I'm sure there are very few carpet cleaners who rinse the machine after use (that is through the pump not just the waste tank - I'm sure you must all do that!!!)


Posted by MB (Mark Betts), 15 December 2003

Wouldnt the problem still occur with using liquids though?

I was thinking of the solution sitting in the pump whether it be from powder or liquid and congelaing (sp) haha over time in the pump.

I must admit I have never thought of rinsing my pump out with fresh water after a job!!!  Embarassed Embarassed so thank for that I will do it from now on.

Regarding vacs , what i do when completeing a job and i have emptied out the waste tank etc is that i open the waste tank lid and leave the motors running whilst i pack the rest of the bits and bobs away. This dries the motors out before putting the machine away because i am sure the moisture left in the motors after a job contributes to their premature faliure.



Posted by Mike_Boxall (Mike_Boxall), 15 December 2003
Good point about running the vac motors Mark.

With regard to liquids, they dont seem to seperate like powders do so I don't think there is the same problem.

I heard that one company used to invalidate the machine warranty if powders were used but not rinsed through properly!

Posted by Glynn (Glynn), 15 December 2003
This is waht I like about HMs HD, it dissolves completely even in cold water ! and cleans loke a dream.

Posted by Derek (Derek Bolton), 16 December 2003

What an excellent post ...My two pennies worth...

For many years I tended to use powders for the reasons of economics and carriage. These powders were in the form of Pre-sprays only and I always rinsed with a liquid acidic rinse agent.
I suppose one could say that any residual acidic solution left within the pump could have a corrosive effect, although it did have a descaling quality.

Using liquid Microsplitters (acidic version) with a plain water rinse hopefully will resolve those problems although I still have to see if our local hard water takes its toll

Posted by mike_halliday (mike_halliday), 16 December 2003
My two pennies worth, we are talking about a product that we leave on customers carpets, and we are using words like congeal Shocked

Arn't these chemicals soposed to be non-residual?. Concidering they are mixed at 15g per 15 lts if the water did evaporate leaving the powder in the pump it would be about a pinhead full.

I've seen pre-sprays congeal when left in electric sprayers, but they are mixed at 20-1.

If pumps are getting clogged its more likely to be carpet cleaners not rincing out their buckets before filling their machines Wink

Posted by Kinver_Clean (Kinver_Clean), 16 December 2003
Hi folks
I have found after many years delving in the guts of machines that some cleaning solutions are much harder on pumps than products, powder or liquid.
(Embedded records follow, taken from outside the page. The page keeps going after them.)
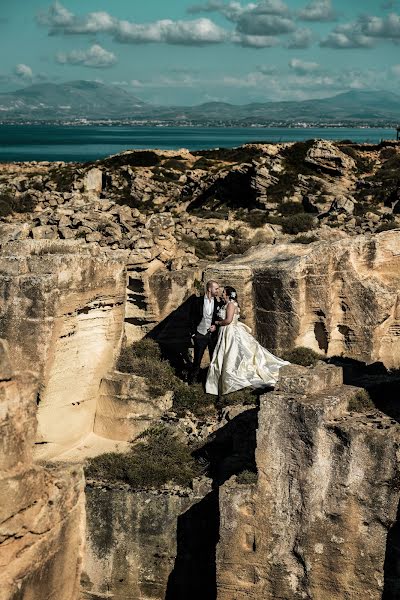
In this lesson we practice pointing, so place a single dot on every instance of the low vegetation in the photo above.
(144, 358)
(297, 223)
(156, 459)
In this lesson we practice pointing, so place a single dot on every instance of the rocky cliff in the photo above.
(297, 502)
(42, 516)
(339, 298)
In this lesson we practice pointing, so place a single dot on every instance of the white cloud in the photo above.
(348, 35)
(254, 41)
(381, 27)
(24, 72)
(318, 10)
(301, 38)
(264, 24)
(234, 10)
(301, 66)
(96, 57)
(199, 32)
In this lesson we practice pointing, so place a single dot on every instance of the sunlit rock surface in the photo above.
(320, 522)
(62, 314)
(42, 514)
(338, 298)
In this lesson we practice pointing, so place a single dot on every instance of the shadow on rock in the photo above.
(391, 569)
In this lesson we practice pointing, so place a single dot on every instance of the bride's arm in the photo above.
(230, 311)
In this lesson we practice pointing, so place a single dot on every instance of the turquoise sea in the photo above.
(90, 142)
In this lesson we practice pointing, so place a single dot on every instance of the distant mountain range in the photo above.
(91, 100)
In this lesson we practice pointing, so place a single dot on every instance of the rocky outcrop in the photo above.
(319, 522)
(132, 540)
(63, 315)
(338, 298)
(124, 407)
(42, 516)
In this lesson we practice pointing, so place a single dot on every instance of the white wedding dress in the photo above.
(239, 360)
The least problems appear to be from the manufacturers own rather than something from elsewhere. One product in paticular ripped the diapragm and vaves to bits in no time. I have not seen it on the market for a while now thank goodness- it also dissolved brass!
I dont think liquid or powder makes much difference as the pump intakes are off the bottom of the tank anyway. The best thing is to suck the residue out to rinse the waste tank after each job, getting rid of anything in both tanks. I find a lot of waste tanks have half an inch of stinking sediment in - that cannot be good for you or the next customer.

Posted by Cloverleaf (Cloverleaf), 16 December 2003
I have just replaced a vac motor on my Ninja.
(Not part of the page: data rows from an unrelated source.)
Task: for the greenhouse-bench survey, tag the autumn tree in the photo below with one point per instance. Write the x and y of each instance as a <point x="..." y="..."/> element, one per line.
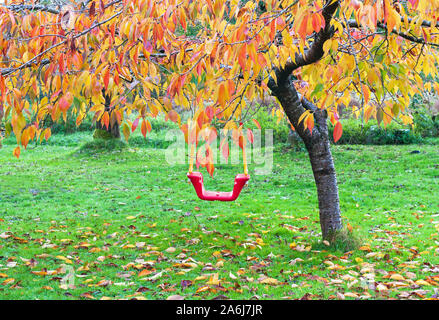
<point x="119" y="58"/>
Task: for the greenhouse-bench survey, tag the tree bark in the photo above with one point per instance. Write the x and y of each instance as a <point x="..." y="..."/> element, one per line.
<point x="318" y="147"/>
<point x="113" y="127"/>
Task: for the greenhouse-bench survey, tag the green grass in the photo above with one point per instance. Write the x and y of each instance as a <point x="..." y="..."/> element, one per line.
<point x="111" y="216"/>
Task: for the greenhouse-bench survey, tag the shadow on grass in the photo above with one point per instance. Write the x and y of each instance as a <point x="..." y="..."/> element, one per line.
<point x="99" y="146"/>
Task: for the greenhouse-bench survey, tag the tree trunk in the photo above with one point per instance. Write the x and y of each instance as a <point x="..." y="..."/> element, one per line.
<point x="113" y="130"/>
<point x="319" y="153"/>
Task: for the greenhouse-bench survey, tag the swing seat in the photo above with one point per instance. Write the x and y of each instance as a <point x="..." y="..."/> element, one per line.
<point x="197" y="181"/>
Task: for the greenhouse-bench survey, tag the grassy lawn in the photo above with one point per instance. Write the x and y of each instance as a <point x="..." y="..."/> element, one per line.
<point x="126" y="226"/>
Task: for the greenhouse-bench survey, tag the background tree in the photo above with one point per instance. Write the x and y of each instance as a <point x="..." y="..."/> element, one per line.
<point x="122" y="57"/>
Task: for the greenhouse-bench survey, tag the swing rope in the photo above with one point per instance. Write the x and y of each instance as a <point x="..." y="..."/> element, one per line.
<point x="192" y="152"/>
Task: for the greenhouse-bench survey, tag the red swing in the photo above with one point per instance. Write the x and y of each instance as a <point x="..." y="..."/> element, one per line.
<point x="197" y="181"/>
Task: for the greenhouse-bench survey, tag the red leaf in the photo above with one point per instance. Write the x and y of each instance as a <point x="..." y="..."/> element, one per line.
<point x="338" y="131"/>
I think the reason it went is because the pump had been leaking, much condensation inside the unit.

I removed the pump head from the body, opened up the head and carefully sealed the flange with sealant, now working a treat with no leaks.

Having changed to using powders from Chemspec 'formula 90' 9 months ago, I was concerned that there might be a build up in the pump but it was absolutly spotless inside.
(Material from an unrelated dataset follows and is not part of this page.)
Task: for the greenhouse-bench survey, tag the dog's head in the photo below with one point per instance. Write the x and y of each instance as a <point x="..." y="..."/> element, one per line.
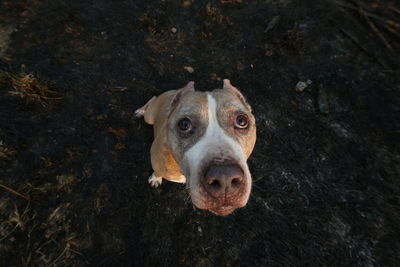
<point x="211" y="136"/>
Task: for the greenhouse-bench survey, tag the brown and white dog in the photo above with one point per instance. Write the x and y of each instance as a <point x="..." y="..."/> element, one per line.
<point x="203" y="139"/>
I also cleaned the filters on the wand and found just the usual bits and fluff, no scum from powders.

Posted by Ivar_Haglund (Ivar_Haglund), 16 December 2003
Are you talking pump problems in portabes or truck mount

I seem to have no problems with powders

I pre mix with very hot water

Now it is just the same as using a liquid

Is the water your using very hard

the water your using my be more of a problem than the chemicals used.